D'où vient le problème ? D'abord de l'âge des 82 wagons frigorifiques : près de 40 ans. Le nouveau contrat - en achat ou en location - des wagons constitue manifestement le principal point de blocage dans ce dossier entre la SNCF et les deux transporteurs Roca et Rey. Le risque est évidemment de déverser encore un peu plus de camions sur les autoroutes françaises à partir du 30 juin, à la fin de l'actuel contrat : il s'agirait quand même de 20 000 circulations routières supplémentaires pour assurer le transport de ces denrées ! A vrai dire, on peut même considérer que le report sur route est inéluctable car on voit mal comment le train pourrait être maintenu dans ces conditions : peut-être par l'usage de wagons de caisses mobiles frigorifiques ?

La suppression de ce train mettrait fin à une longue histoire commune entre l'agriculture maraîchère et le transport ferroviaire, marquée par un désamour remontant à quelques décennies, du fait du développement du transport routier, d'une concurrence qui n'a cessé de se renforcer au fil des années, entretenue par une politique des transports ouvertement favorable à la route. La Provence, le Roussillon et la Bretagne étaient à l'origine de trafics ferroviaire qu'on jugerait aujourd'hui colossaux.

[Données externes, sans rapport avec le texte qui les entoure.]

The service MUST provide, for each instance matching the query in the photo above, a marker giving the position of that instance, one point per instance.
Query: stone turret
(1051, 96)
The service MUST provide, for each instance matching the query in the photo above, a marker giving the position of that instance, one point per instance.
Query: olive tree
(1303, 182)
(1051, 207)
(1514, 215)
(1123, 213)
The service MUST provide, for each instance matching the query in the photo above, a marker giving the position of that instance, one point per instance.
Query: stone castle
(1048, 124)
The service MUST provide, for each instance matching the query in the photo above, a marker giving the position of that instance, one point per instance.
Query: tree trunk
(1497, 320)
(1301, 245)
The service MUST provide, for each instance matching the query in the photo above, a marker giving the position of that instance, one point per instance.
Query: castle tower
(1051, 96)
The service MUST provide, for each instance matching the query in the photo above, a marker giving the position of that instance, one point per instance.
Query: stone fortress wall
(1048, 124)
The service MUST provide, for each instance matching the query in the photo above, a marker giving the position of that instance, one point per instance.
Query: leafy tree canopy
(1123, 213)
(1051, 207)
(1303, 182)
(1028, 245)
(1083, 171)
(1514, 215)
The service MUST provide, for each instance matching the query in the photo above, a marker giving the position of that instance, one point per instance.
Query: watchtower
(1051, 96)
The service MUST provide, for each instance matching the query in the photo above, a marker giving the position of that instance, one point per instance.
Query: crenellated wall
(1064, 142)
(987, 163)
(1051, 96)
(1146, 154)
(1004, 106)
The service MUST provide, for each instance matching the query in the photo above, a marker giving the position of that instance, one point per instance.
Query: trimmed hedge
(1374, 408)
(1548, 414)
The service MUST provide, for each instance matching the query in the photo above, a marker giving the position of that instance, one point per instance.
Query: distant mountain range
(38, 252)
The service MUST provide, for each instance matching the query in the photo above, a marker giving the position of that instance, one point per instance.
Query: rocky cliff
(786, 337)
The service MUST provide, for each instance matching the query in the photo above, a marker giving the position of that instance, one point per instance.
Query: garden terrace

Alors que le label Bio a de plus en plus la cote, un transport des fruits et légumes par un mode de transport écologiquement bien plus vertueux que la route, ça pourrait pourtant être intéressant, non ?

29 avril 2019

Gabarit : comment passer de l'incantation au réalisme ?

C'est un sujet assez technique, pas forcément des plus connus du petit monde ferroviaire, mais il est très important pour les clients fret et par conséquent dans une stratégie de reconquête du trafic, de report modal et verdissement du transport de marchandises en France et en Europe : le gabarit... ou plutôt les gabarits.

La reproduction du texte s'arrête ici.